Chapter I of The Sun Also Rises introduces us to the novelist Robert Cohn, a graduate of Princeton University who married a wealthy woman and founded a literary journal soon after college. When Cohn's wife left him, he became involved with a woman named Frances Clyne, and they traveled together to Paris, where they are living at the start of the novel's action. It is the mid-1920's.
Cohn visits the story's narrator and main character, Jake Barnes, in the Paris offices of the newspaper for which Jake works. Later, Jake picks up a prostitute named Georgette, and the two of them join a group including Cohn, Frances, and some others. The group goes dancing at a nightclub, where a woman named Brett (also known as Lady Ashley, because she is, by marriage, a titled British aristocrat) appears. Cohn is attracted to Brett, but she leaves the club with Jake.

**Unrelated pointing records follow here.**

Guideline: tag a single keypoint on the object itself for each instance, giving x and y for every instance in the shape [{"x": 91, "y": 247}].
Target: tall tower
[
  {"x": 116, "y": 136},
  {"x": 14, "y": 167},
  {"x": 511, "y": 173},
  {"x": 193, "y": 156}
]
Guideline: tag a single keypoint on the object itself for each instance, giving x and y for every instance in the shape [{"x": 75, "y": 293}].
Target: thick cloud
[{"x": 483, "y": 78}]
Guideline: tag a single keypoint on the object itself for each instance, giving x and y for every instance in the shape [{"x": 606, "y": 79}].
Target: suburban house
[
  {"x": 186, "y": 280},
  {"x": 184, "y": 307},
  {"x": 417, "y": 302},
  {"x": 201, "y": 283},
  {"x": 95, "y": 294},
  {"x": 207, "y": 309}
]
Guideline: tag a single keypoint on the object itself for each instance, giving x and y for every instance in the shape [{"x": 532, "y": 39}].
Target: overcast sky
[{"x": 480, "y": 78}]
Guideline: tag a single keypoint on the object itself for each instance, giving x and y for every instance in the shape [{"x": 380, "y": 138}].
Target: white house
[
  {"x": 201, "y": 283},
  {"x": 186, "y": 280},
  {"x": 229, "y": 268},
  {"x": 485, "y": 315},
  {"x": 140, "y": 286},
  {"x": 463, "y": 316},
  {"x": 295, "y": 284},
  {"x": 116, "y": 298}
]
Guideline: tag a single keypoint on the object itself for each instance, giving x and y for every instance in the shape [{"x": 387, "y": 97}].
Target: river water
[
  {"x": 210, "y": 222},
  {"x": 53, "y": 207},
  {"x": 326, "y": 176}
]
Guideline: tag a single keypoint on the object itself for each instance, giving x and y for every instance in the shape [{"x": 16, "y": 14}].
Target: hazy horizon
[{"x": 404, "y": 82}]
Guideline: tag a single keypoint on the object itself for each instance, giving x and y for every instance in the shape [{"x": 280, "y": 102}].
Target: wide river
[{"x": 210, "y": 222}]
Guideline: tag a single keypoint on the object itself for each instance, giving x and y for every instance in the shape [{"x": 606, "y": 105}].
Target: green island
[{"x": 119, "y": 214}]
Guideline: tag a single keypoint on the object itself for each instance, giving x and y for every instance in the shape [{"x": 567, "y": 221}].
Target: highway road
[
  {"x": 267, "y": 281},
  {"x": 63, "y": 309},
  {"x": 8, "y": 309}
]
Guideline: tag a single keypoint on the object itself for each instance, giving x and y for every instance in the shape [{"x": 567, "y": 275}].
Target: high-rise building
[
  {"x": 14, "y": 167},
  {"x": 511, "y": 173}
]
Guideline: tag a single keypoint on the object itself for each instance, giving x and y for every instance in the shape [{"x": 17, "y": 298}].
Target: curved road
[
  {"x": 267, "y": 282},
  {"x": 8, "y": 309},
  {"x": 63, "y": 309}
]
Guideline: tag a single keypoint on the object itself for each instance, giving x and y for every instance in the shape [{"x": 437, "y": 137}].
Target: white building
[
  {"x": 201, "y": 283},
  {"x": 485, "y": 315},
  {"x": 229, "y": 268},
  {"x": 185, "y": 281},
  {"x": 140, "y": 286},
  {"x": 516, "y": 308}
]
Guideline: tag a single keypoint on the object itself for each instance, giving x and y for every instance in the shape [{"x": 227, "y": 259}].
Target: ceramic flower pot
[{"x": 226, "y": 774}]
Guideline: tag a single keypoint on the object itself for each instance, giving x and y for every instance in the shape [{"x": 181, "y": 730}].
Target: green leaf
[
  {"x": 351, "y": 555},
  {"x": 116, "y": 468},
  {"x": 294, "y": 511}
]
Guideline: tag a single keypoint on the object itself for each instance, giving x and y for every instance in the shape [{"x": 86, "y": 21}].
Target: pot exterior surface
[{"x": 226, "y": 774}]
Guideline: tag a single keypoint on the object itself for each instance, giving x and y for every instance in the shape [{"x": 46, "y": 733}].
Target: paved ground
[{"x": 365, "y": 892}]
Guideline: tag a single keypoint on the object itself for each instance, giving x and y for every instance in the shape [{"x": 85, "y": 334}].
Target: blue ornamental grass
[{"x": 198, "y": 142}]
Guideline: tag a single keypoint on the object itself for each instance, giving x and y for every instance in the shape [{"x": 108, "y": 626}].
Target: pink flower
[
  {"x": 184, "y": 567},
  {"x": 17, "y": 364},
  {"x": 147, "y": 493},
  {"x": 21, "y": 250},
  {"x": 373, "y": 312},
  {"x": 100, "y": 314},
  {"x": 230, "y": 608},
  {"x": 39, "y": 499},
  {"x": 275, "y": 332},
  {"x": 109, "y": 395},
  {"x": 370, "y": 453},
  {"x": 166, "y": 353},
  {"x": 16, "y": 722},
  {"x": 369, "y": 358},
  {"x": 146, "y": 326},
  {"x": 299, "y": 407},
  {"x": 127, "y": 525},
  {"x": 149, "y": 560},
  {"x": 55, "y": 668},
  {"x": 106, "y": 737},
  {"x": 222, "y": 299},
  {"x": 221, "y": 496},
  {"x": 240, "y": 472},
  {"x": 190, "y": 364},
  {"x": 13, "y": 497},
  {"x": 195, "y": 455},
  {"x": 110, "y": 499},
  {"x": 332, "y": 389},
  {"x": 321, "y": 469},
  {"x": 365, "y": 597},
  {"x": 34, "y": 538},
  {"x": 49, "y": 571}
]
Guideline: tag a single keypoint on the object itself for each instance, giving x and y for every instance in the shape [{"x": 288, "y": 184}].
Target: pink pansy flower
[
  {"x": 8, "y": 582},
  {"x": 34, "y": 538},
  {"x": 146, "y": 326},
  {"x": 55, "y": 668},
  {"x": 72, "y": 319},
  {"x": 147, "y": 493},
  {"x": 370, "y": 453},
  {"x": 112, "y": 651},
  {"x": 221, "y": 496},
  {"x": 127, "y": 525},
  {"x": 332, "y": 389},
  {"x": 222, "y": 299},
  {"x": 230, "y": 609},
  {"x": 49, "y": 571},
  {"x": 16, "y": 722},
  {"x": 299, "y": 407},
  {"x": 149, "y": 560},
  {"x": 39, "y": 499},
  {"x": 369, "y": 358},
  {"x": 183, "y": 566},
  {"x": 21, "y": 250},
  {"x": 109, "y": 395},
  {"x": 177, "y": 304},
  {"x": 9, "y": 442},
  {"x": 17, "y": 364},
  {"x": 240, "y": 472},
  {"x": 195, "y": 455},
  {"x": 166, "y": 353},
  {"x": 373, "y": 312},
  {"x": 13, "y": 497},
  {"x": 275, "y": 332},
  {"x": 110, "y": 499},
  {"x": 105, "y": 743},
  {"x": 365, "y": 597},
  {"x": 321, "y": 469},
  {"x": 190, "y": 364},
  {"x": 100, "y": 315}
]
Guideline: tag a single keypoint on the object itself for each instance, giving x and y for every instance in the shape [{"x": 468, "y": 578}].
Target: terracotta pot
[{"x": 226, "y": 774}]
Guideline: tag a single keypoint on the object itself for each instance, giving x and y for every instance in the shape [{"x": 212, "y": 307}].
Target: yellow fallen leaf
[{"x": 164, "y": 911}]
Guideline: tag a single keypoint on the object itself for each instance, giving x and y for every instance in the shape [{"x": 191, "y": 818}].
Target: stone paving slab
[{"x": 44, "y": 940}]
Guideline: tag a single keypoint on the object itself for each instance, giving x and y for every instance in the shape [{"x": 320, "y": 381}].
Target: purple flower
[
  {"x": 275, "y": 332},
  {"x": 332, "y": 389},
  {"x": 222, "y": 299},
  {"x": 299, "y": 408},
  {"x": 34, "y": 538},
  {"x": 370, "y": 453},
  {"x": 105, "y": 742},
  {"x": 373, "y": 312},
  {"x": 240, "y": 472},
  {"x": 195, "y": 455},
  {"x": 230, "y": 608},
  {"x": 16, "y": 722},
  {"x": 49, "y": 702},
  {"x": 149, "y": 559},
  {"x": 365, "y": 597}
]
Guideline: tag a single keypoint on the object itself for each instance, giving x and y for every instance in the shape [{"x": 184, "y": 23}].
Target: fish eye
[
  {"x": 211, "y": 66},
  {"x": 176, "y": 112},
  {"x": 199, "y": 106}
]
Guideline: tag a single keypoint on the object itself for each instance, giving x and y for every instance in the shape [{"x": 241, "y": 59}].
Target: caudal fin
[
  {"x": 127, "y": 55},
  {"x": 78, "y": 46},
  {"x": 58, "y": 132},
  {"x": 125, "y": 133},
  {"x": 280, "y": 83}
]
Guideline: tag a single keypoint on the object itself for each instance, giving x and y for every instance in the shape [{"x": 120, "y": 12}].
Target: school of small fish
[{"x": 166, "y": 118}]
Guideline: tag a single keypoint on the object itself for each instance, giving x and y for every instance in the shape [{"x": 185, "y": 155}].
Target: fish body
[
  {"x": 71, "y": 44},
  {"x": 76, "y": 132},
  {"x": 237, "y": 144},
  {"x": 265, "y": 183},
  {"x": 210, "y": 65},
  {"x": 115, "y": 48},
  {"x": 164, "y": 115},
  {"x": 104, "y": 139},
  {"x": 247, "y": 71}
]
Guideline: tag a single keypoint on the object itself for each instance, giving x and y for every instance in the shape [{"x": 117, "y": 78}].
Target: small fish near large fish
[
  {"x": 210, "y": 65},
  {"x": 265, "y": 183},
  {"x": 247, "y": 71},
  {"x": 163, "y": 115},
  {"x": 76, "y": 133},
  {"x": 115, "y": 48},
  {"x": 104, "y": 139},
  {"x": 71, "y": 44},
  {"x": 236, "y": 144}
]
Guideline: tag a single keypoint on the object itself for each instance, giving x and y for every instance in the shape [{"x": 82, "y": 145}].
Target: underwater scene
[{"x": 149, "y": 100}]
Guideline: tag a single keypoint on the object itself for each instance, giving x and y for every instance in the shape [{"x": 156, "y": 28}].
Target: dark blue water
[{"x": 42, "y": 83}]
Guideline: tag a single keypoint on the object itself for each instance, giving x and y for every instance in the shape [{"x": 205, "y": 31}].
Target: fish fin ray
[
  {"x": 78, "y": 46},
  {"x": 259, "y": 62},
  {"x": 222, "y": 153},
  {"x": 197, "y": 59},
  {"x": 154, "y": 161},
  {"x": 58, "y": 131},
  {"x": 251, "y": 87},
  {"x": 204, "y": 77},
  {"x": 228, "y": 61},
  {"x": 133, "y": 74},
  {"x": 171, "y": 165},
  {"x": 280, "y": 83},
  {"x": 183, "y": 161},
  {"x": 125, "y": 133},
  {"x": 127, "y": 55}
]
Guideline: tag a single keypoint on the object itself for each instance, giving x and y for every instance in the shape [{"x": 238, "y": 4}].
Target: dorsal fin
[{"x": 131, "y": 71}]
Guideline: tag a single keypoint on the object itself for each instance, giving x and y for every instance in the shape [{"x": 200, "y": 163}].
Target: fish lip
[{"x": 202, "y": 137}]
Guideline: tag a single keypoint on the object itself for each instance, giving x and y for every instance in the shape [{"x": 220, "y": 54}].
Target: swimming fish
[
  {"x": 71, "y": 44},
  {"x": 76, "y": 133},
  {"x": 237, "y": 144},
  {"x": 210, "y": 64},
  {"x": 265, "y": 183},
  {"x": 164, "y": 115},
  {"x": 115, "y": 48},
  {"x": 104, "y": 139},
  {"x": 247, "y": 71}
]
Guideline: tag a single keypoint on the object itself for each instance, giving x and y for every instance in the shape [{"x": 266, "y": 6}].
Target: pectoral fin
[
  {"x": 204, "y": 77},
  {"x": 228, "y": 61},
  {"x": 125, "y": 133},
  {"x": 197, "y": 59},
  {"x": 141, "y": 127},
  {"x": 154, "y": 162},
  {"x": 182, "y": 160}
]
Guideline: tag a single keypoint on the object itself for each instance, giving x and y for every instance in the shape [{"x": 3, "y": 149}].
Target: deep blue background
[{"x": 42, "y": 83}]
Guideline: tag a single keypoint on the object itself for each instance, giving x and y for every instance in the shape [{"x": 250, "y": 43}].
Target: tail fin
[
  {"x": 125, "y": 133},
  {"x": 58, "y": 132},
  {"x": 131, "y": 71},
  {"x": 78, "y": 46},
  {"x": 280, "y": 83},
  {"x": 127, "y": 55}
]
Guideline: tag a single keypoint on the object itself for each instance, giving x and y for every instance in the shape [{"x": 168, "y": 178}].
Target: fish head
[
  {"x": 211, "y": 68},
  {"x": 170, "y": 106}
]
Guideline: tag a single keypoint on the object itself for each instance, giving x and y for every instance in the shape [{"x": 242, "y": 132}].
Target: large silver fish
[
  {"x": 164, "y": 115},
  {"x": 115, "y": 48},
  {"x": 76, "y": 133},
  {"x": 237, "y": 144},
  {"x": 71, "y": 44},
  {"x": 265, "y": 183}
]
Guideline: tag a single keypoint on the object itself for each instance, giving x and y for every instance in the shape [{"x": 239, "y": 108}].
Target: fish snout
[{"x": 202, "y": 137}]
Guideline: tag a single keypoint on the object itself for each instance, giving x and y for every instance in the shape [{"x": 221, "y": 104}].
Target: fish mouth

Jake tries to kiss Brett, but she withdraws, telling him that although she loves him, she "can't stand it." (Apparently, Jake has been castrated in combat during the Great War and cannot consummate his love for Brett.) They rejoin their friends and are joined in turn by a Greek Count named Mippipopolous before Jake returns to his apartment, where he lies in bed, drunk and miserable. The next day, Cohn speculates that he may be in love with Brett, and Frances tells Jake that she believes Cohn plans to break up with her.